Une étude révèle la gravité d’un trouble alimentaire méconnu
Selon une étude récente, il existe un trouble alimentaire souvent considéré moins grave que l’anorexie et la boulimie et qui, pourtant, peut avoir des conséquences tout aussi désastreuses que ces dernières. C’est d’ailleurs le trouble alimentaire le plus répandu dans le monde.
L’autre trouble spécifié de l’alimentation et des conduites alimentaires (ATSACA) est diagnostiqué en présence de symptômes qui ne correspondent pas exactement aux critères classiques, mais sont néanmoins cliniquement significatifs.
Des scientifiques de l’Université McGill et du Centre de recherche Douglas ont comparé les données cliniques d’adultes atteints d’ATSACA à celles d’adultes souffrant d’anorexie et de boulimie. Or, les mesures de dépression, d’anxiété, de bien-être et d’inquiétude liée à la silhouette, au poids et à l’alimentation ont montré que les personnes atteintes d’ATSACA étaient tout aussi malades et présentaient, dans certains cas, des symptômes plus graves.
« On pourrait facilement considérer l’ATSACA comme une catégorie “fourre-tout” ou “bénigne” », remarque l’auteure principale, Linda Booij, professeure au Département de psychiatrie de l’Université McGill, chef de la recherche et du développement académique au Continuum des troubles de l’alimentation de l’Institut Douglas et chercheuse au Centre de recherche Douglas. « Comme il ne se manifeste pas de la même façon que les troubles plus connus, il peut passer inaperçu. »
En raison de cette perception erronée, ajoute-t-elle, il est possible que certaines personnes ne consultent pas, se disant que leur état n’est pas assez grave.
L’ATSACA, c’est quoi au juste?
L’anorexie mentale se caractérise par une restriction alimentaire extrême, motivée par une peur intense de prendre du poids. La boulimie nerveuse, quant à elle, se manifeste par des crises de suralimentation suivies de comportements purgatifs (vomissements, usage excessif de laxatifs) nocifs et inefficaces pour perdre du poids, explique l’équipe de recherche.
« Une personne atteinte d’ATSACA peut répondre à tous les critères de l’anorexie mentale, mais sans présenter un poids suffisamment faible pour obtenir ce diagnostic, explique la professeure Booij. Autre cas de figure : une personne qui se purge fréquemment sans pourtant être en insuffisance pondérale et sans faire de crises de boulimie. »
Un jeune sur neuf serait atteint d’ATSACA, poursuit la chercheuse, d’où l’importance de miser davantage sur la sensibilisation dans les cliniques et auprès du grand public.
« Nous devons prendre l’ATSACA au sérieux, insiste la professeure Booij. Il est essentiel de procéder à une évaluation complète; on ne doit pas prendre un cas à la légère ou refuser de traiter un patient sous prétexte que le tableau clinique ne correspond pas aux critères classiques.
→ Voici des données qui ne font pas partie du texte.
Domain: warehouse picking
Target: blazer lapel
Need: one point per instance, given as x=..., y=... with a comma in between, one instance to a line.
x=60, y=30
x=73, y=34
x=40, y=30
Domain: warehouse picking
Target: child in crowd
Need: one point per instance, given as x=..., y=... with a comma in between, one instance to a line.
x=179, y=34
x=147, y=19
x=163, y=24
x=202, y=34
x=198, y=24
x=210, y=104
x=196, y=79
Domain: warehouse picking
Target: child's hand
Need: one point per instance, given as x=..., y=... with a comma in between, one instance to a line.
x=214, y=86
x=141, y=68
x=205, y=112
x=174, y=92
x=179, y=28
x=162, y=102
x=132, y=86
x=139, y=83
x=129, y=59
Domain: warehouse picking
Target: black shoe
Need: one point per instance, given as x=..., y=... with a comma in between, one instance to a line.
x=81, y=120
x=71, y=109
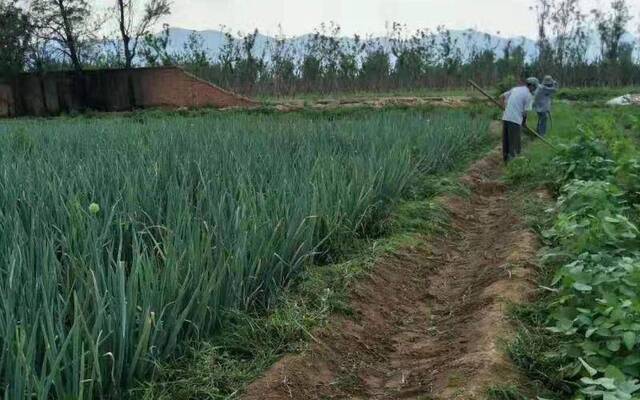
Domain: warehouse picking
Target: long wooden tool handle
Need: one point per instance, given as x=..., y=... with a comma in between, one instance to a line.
x=496, y=102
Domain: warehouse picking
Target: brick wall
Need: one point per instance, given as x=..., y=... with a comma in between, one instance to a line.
x=114, y=90
x=6, y=101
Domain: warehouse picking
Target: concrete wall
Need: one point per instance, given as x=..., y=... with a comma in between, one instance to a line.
x=112, y=90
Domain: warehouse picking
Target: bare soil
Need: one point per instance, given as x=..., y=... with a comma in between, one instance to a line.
x=429, y=321
x=379, y=102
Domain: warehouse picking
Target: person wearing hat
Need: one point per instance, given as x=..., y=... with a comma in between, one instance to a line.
x=542, y=102
x=517, y=102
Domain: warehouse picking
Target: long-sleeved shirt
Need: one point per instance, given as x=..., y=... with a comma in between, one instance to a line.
x=518, y=102
x=542, y=97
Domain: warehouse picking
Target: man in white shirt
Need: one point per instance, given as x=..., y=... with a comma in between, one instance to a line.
x=517, y=102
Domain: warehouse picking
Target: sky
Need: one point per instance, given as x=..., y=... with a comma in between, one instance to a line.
x=509, y=17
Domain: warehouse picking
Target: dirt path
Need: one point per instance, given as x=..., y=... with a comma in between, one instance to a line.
x=378, y=102
x=429, y=320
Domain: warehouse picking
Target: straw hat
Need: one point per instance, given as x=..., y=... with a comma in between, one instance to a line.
x=533, y=82
x=548, y=81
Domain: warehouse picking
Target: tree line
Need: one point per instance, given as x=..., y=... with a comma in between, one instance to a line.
x=45, y=35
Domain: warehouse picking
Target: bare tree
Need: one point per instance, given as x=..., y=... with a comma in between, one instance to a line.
x=68, y=24
x=611, y=27
x=15, y=36
x=133, y=28
x=543, y=9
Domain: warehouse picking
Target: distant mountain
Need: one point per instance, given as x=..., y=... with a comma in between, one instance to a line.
x=467, y=41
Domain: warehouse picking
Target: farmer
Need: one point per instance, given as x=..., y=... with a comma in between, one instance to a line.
x=517, y=103
x=542, y=102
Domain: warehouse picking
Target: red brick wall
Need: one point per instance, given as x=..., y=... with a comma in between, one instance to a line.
x=6, y=101
x=174, y=87
x=109, y=90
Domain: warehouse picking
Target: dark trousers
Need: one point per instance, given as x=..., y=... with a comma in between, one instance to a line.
x=511, y=140
x=543, y=121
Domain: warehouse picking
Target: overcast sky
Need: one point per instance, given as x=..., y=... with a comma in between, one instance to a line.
x=509, y=17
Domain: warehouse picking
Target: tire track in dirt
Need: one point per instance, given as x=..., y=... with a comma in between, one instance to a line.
x=428, y=320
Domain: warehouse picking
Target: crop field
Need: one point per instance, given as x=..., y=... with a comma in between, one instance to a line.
x=122, y=238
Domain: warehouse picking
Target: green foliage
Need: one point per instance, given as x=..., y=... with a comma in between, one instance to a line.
x=124, y=239
x=591, y=218
x=587, y=158
x=591, y=317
Certaines personnes atteintes d’ATSACA ont besoin du même niveau de soins et d’attention. »
L’étude repose sur les données de 836 patients, principalement des femmes, traités dans le cadre du programme Continuum des troubles de l’alimentation. Les données ont été recueillies à l’aide de questionnaires visant à évaluer l’humeur, les symptômes de troubles alimentaires et le bien-être général des participantes et des participants.
L’étude
L’article « Restrictive and Binge-Purge OSFED Variants: Clinical Features and Comparisons With Classical Eating Disorders », par Linda Booij, Emily Mizzi, Samantha Ginsberg et Howard Steiger, a été publié dans l’International Journal of Eating Disorders.